In the remote southeastern corner of Oregon lies Malheur Cave, a mysterious lava tube cave with a history steeped in secrecy. Owned by the Masonic Lodge of Burns, this cave has been the venue for annual gatherings conducted by the Freemasons for decades, creating an air of mystique around its existence. While conspiracy theories abound, the undeniable fact is that Malheur Cave is one of the eeriest locations in Oregon, demanding specialized equipment for exploration. Let’s delve into the history and intrigue surrounding this cave that served as a meeting ground for Freemasons before its closure in October 2019.
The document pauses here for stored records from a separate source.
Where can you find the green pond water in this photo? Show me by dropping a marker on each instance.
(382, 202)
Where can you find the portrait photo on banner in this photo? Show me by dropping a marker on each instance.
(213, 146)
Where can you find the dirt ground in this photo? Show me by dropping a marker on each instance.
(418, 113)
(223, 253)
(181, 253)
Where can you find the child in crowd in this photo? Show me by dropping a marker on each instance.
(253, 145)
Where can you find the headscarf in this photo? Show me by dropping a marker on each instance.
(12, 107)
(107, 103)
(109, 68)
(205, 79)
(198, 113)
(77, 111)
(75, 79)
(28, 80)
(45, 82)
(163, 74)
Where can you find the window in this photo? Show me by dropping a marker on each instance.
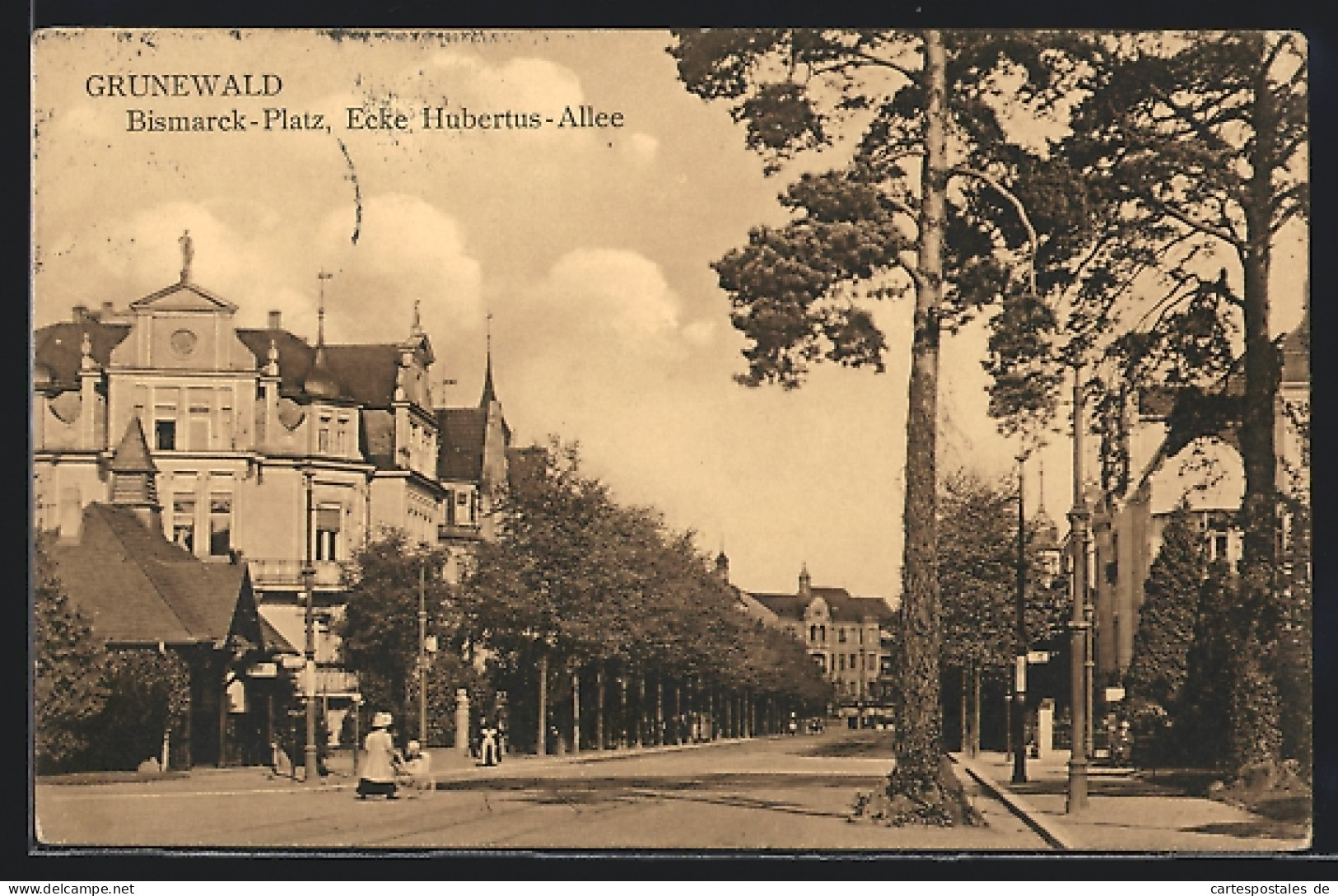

Situated approximately 17 miles east of Crystal Crane Hot Springs in Burns, Oregon, Malheur Cave is a 3,000-foot lava tube cave that has seen the passage of local Native American tribes, early settlers, and various groups throughout history. In 1938, the idea of hosting Freemason meetings inside the cave was conceived by Ulysses S. Hackney and Charles W. Loggan, members of the Robert Burns Masonic Lodge. The first official Masonic meeting took place on October 1, 1938, marking the initiation of an annual tradition that persisted for decades.
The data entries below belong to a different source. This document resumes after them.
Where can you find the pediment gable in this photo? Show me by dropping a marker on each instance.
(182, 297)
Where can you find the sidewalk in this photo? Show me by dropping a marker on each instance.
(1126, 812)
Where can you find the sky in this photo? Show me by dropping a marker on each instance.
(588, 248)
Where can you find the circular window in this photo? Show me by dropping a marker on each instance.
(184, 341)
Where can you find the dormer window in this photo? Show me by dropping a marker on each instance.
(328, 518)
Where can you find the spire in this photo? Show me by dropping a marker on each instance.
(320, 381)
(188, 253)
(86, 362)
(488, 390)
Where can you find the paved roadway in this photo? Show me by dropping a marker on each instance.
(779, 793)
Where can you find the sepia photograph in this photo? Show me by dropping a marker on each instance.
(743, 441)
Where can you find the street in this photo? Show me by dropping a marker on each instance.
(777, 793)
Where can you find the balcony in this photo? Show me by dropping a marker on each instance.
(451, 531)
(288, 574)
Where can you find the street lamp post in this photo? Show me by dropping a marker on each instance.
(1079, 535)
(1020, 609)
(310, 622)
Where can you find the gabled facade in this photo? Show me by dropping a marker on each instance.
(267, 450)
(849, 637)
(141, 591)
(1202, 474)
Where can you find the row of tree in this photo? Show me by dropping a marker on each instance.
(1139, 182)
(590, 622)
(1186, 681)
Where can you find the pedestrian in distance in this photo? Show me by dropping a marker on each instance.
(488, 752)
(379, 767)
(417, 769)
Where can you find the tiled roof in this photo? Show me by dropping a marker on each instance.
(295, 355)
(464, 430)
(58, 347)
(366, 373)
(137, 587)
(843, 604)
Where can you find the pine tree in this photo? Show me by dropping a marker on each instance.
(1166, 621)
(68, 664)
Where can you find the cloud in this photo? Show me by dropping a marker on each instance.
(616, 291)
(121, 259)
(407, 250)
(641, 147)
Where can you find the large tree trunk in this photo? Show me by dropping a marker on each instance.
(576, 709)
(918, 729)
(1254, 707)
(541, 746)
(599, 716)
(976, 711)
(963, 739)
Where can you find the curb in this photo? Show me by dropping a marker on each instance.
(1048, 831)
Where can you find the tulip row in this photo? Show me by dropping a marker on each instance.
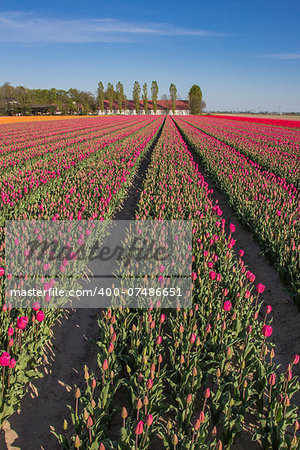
(263, 201)
(20, 136)
(195, 377)
(34, 150)
(283, 159)
(94, 189)
(264, 121)
(16, 186)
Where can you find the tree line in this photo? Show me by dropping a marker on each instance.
(195, 97)
(22, 100)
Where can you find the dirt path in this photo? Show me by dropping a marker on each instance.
(286, 314)
(73, 346)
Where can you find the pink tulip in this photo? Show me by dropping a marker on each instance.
(260, 288)
(5, 359)
(227, 306)
(22, 322)
(40, 316)
(139, 428)
(267, 330)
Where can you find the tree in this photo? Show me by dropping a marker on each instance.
(154, 92)
(195, 99)
(173, 96)
(120, 94)
(145, 98)
(100, 98)
(136, 96)
(110, 95)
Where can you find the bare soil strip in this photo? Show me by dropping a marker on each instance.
(73, 346)
(286, 314)
(74, 338)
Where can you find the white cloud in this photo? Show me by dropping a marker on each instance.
(28, 28)
(281, 56)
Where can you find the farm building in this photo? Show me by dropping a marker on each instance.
(163, 107)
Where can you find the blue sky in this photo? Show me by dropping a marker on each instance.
(245, 55)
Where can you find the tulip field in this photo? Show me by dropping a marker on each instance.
(185, 378)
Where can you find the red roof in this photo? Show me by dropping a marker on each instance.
(161, 104)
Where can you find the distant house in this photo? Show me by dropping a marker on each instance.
(163, 107)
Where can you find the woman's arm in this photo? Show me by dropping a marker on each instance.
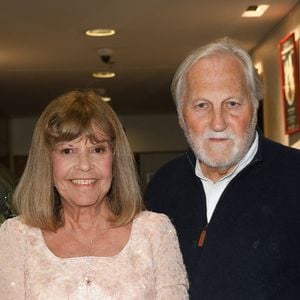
(12, 256)
(171, 277)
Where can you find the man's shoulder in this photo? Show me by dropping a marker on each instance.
(279, 151)
(183, 163)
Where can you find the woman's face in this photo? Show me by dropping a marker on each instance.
(82, 170)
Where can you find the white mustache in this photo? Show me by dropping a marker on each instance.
(218, 135)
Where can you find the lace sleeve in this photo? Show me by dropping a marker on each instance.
(12, 249)
(171, 278)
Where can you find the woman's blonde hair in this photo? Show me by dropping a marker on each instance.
(67, 117)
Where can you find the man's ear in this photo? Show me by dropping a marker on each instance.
(180, 121)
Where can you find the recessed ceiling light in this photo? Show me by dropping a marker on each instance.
(100, 32)
(105, 98)
(104, 74)
(254, 11)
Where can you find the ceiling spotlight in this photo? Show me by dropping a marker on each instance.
(106, 98)
(104, 74)
(254, 11)
(100, 32)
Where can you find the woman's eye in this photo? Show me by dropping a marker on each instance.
(99, 150)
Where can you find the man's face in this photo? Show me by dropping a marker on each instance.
(217, 113)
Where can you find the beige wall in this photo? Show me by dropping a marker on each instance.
(267, 54)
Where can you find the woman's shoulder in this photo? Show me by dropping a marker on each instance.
(153, 221)
(14, 225)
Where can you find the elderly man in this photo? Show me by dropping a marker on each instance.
(235, 196)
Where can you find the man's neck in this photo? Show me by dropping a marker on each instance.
(214, 174)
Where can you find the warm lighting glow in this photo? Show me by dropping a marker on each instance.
(105, 98)
(255, 11)
(104, 74)
(100, 32)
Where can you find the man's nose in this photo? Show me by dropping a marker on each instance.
(218, 120)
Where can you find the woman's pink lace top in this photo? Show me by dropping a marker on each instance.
(150, 266)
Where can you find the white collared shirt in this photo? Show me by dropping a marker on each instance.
(213, 190)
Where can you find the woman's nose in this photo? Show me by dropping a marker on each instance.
(84, 162)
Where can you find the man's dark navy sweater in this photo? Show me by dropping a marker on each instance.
(252, 245)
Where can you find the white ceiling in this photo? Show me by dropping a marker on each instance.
(44, 52)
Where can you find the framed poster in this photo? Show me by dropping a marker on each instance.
(290, 83)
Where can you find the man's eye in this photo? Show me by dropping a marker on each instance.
(66, 151)
(202, 105)
(231, 104)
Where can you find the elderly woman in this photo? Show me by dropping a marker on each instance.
(81, 232)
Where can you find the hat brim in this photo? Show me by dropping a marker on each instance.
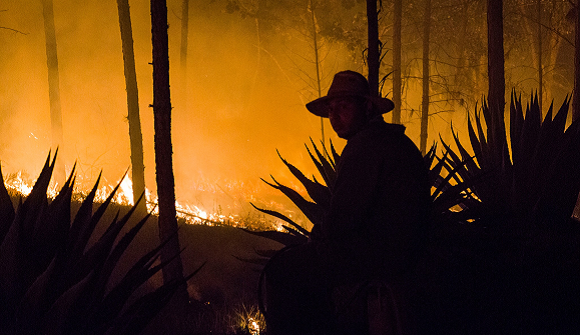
(319, 107)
The Freemasons, gathering from across the country, maintained and utilized the cave for their annual Malheur Cave Event. However, the clandestine nature of private meetings held within the cave fueled rumors and conspiracy theories, linking both the Masons and the cave itself to mysterious activities. Local legends added to the mystique, suggesting that Native Americans regarded the cave as a passageway to the underworld. Some of the more outlandish theories proposed that the cave was a site for satanic rituals, devil worship, and connected to an extensive underground tunnel network spanning the entire United States.
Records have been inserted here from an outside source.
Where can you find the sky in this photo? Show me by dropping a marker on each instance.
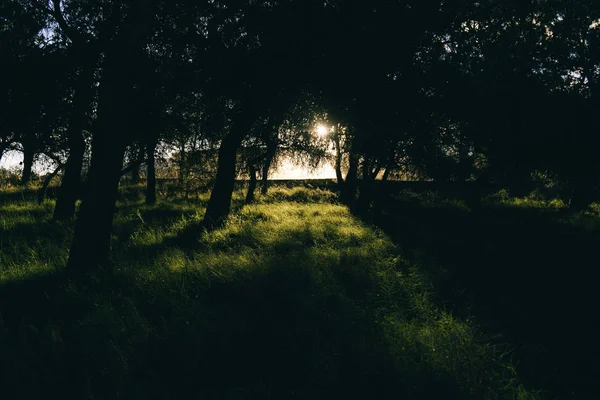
(287, 170)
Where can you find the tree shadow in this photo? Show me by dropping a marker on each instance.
(272, 332)
(520, 272)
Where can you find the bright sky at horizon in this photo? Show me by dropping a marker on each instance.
(287, 170)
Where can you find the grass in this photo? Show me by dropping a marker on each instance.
(524, 268)
(293, 298)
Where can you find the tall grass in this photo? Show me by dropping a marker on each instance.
(292, 298)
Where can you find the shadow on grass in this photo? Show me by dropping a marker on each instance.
(521, 273)
(280, 330)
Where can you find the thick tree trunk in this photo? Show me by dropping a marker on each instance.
(271, 150)
(252, 185)
(70, 186)
(28, 156)
(219, 203)
(151, 173)
(91, 241)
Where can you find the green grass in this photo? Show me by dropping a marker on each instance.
(293, 298)
(522, 267)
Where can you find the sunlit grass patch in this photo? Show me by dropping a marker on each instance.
(292, 289)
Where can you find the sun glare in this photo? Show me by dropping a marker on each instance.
(322, 130)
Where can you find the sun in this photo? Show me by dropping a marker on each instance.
(322, 130)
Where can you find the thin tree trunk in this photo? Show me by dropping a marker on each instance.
(251, 185)
(70, 186)
(219, 203)
(151, 173)
(47, 180)
(386, 174)
(366, 189)
(271, 150)
(91, 241)
(28, 156)
(351, 182)
(71, 182)
(338, 160)
(135, 173)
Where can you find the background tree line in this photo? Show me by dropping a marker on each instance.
(479, 92)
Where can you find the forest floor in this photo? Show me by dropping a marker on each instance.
(295, 298)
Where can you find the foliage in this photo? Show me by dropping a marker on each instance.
(291, 290)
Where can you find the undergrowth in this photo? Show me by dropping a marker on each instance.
(293, 298)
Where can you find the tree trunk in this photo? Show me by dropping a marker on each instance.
(47, 180)
(386, 174)
(219, 203)
(151, 173)
(351, 182)
(271, 150)
(135, 173)
(91, 240)
(366, 188)
(70, 186)
(338, 160)
(251, 185)
(71, 181)
(28, 156)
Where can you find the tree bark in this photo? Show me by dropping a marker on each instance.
(338, 160)
(28, 156)
(70, 186)
(91, 241)
(151, 173)
(47, 180)
(351, 182)
(135, 173)
(251, 185)
(366, 188)
(386, 174)
(271, 150)
(219, 203)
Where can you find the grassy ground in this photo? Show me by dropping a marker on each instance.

The closure of Malheur Cave in 2019 added a layer of intrigue to its enigmatic history. Concerns about vandalism and graffiti prompted the local Masons to install a gate, safeguarding the cave from further damage. Instances of burned bleachers, damage to the stone floor, and the presence of garbage and graffiti led to the decision to restrict access. Despite its closure, Malheur Cave continues to captivate with its eerie past and the lingering whispers of mystery that surround it.